Les auteurs affirment, par ailleurs, que la littérature sur l'innovation territoriale est marquée par deux insuffisances principales (Hillier et al., 2004, p. 137-138). D'un côté, une prédominance de la vision technologiste du développement qui ne rend pas compte des autres dimensions de l'innovation. D'un autre côté, une importance accordée aux comportements et mécanismes marchands et concurrentiels, et un mépris d'autres processus sociaux fondamentaux pour le développement qui font intervenir d'autres formes d'innovation. Cette critique est d'ailleurs renforcée par l'influence de la sociologie sur l'innovation.

64 Le capital social est ensemble de relations plus ou normées qui forment des ressources pour les individus. Le

capital humain se réfère à l'ensemble des savoirs et savoir-faire intégrés par les individus (Hillier et al., 2004, p. 140).

97 La sociologie apporte un complément sur la lecture économique et entrepreneuriale de l'innovation et le rapport aux biens de consommation et aux organisations. En effet, les aspects sociaux de l'innovation sont essentiels et "le social ne peut pas être contourné pour comprendre le processus innovant", affirme Jean Corneloup (2009, p. 118). Comme nous l'avons mentionné auparavant, l'innovation n'a lieu que si un changement social est vérifié et assimilé. Ainsi, il n'est pas possible de limiter la réflexion sur le rapport entre innovation et développement à la contribution technologique et organisationnelle sur l'efficacité marchande des entreprises.

Bien qu'essentielles, les relations marchandes et l'efficacité concurrentielle ne forment qu'un aspect du développement territorial et régional. On ne peut pas négliger, par ailleurs, que l'accroissement des relations marchandes laisse une partie des populations en quelque sorte hors du champ de l'économie et du développement, créant une polarisation sociale (Hillier et al., 2004). Or, le développement est indissociable de l'augmentation générale du bien-être, de la qualité de vie et du sentiment de justice, comme nous l'avons souligné dans le premier chapitre. L'absence de cette condition peut être une entrave au développement.

Si les relations marchandes participent à la dynamique de développement mais ne la résument pas, il est donc nécessaire d'élargir le lien entre innovation et développement en parlant non seulement d'une analyse par le marché, qui implique une offre (innovation dans la production) et une demande (consommation de produits innovants), mais aussi par les besoins et la satisfaction de ceux-ci (chapitre 1).

Dans cette perspective, le processus innovant ne peut pas se concentrer exclusivement sur les innovations technologiques ; il doit porter sur un ensemble d'actions ‒ sociales, culturelles, politiques, économiques et patrimoniales (Corneloup, 2009, p. 124).
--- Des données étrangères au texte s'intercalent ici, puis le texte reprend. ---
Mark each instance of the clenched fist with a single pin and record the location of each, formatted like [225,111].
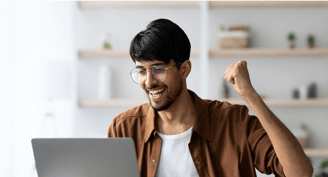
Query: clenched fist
[237,74]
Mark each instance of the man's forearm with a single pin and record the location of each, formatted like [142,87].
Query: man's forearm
[289,151]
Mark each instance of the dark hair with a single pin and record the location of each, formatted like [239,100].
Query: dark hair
[162,40]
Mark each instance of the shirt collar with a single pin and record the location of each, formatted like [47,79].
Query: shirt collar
[201,123]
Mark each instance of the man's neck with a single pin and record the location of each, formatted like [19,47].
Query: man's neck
[178,118]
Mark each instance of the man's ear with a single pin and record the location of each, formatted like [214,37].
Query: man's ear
[185,69]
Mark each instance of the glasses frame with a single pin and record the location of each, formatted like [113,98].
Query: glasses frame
[151,71]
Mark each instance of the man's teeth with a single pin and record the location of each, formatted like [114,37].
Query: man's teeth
[156,91]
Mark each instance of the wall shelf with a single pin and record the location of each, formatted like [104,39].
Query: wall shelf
[113,102]
[267,52]
[118,4]
[268,4]
[119,53]
[319,102]
[196,4]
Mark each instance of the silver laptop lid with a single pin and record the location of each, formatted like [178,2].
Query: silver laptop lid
[72,157]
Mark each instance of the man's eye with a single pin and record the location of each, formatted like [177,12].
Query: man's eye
[159,70]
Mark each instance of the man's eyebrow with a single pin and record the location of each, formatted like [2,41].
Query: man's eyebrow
[158,63]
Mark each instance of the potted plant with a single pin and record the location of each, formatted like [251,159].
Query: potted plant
[322,173]
[311,41]
[291,38]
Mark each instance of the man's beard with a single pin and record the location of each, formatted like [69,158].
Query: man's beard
[170,98]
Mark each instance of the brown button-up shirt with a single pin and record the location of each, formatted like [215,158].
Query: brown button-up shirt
[225,140]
Il convient alors d'adopter une vision de l'innovation qui intègre les besoins non pris en compte par le marché concurrentiel.

Il est important de noter que l'innovation dans les relations sociales n'exclut pas l'existence de relations marchandes mais vise à les réguler dans l'objectif non seulement de développement du capital marchand mais aussi de satisfaction des besoins (Hillier et al., 2004, p. 142). C'est cette capacité à satisfaire les besoins, en mettant en relation plusieurs facteurs du bien-être, qui construit l'analyse de l'innovation sociale.